このような選挙区では、当然のことながら有権者同士は顔見知り、かつ利害関係を有していることが多く、公然とした買収や談合が行われます。10名程度の人間に「次の議員、〇〇にすっから、よろしく~♪」と言えば議員を選出できるわけですから、これほど楽なことはありません。このような選挙区が腐敗選挙区ですが、こうした選挙区はオールド=サラムに限ったことではなく、当時の記録によれば400人強の選出者のうち、150名ほどが100人未満の有権者から選ばれ、90名近くが50人未満の有権者から選ばれていたそうです。[Carpenter, William, The People's Book; Comprising their Chartered Rights and Practical Wrongs, (London: Palala Press, 2016)] 当然のことながら、こうした「古くからの」選挙区の恩恵にあずかっていたのは広大な土地を有する地主や貴族たちでした。特に、イングランドと比べて土地価格が安いうえに、土地所有権に一定の制限が存在したスコットランドの選挙区では、有権者の数が少なく、一部の有力者に牛耳られた選挙区が多く存在しました。18世紀イギリスの選挙の状況について、WA・スペックは以下のように述べています。

 

18世紀イギリスの各州における権力の所在を目に見える形で示したのが選挙だった。州社会のリーダーだった貴族(訳注=狭義には、公・侯・伯・子・男の5段階の爵位保持者)や有力なジェントリ(訳注=爵位はないが、バロネット以下、ナイト・エスクワイア・ジェントルマンの4段階に分かれ、有爵貴族とともに土地所有を基盤とした支配層を形成した)は、巡回裁判や四季裁判所、あるいは特別に招集された集会で、次期議会で州選出議員となるべき候補者の一本化を図った。そこで全員の意見が一致すれば、選挙戦とはならなかった。州の有権者の大多数を構成する年価値40シリング(2ポンド)以上の自由土地保有者には、州の実力者たちが指名した候補に対立候補を立てることなど考えもおよばなかった。 

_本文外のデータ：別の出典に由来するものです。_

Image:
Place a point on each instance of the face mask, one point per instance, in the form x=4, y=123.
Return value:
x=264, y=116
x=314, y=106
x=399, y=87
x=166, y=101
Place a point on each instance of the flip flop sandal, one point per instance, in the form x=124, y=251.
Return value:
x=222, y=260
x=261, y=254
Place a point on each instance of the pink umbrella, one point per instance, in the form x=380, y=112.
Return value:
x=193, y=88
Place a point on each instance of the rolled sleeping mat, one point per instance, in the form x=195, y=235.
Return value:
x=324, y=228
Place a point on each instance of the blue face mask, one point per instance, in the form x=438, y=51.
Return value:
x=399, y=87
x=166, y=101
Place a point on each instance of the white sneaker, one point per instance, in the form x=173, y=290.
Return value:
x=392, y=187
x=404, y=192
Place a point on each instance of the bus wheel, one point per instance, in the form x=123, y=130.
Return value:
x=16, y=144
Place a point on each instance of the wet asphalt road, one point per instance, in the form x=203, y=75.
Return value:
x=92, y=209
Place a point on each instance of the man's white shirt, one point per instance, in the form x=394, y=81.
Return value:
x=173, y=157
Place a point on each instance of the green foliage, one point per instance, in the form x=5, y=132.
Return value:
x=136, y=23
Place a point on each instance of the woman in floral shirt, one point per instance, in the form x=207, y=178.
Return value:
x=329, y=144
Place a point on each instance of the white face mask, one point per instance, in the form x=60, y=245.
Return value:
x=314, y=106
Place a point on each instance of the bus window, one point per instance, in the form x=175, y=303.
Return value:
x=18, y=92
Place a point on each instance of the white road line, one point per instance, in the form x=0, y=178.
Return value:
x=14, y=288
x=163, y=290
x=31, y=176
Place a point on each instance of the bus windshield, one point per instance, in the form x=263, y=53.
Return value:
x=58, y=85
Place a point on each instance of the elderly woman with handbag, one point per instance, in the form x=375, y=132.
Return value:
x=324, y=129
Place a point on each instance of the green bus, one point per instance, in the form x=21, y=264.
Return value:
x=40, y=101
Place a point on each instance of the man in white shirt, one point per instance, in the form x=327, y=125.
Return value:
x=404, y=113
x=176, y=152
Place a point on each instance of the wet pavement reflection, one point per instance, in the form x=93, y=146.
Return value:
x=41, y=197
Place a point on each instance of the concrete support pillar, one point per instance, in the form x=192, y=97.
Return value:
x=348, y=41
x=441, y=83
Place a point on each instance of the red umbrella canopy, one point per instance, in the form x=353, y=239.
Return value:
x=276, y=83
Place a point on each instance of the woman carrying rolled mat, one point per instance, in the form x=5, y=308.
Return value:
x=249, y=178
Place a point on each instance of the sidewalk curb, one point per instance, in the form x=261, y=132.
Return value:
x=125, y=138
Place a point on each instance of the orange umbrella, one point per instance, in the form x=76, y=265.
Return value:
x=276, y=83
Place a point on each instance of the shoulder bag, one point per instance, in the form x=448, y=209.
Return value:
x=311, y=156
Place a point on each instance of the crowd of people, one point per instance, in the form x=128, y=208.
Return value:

(WA・スペック著、月森左知、水戸尚子訳『ケンブリッジ版世界各国史:イギリスの歴史』創土社、2004年、pp.12-13. [文中、縦書きのため漢数字だった部分はアラビア数字に改めた。])

 

 一方で、新しい都市は発展しているにもかかわらず、議員選出のための特許状を得られないところが少なくありません。こうした矛盾が急激に顕在化したのが産業革命の本格化した18世紀末から19世紀初めごろでした。それまでせいぜい数千人程度の人口だった町が数万、数十万の都市に発展していくのに議員を選ぶことができないにもかかわらず、一方で田園地帯を拠点とする地主や貴族たちは自分たちの自由になる選挙区をいくつも持っていて国政に影響力を行使できるという事実は、新興の都市を基盤としている産業資本家をいらだたせます。このような行き過ぎた不公正が、1832年の第1回選挙法改正では改められます。腐敗選挙区は廃止され、選挙区の再編が行われたわけです。

世界史の単なる「暗記事項」として読み飛ばしてしまうとあまりイメージできない事柄も、より深く理解すると、「それがどのようなことなのか」、「なぜそのようなことが起こるのか」といったことが動きをもって生き生きとイメージできるようになり、むしろ記憶として定着すると思います。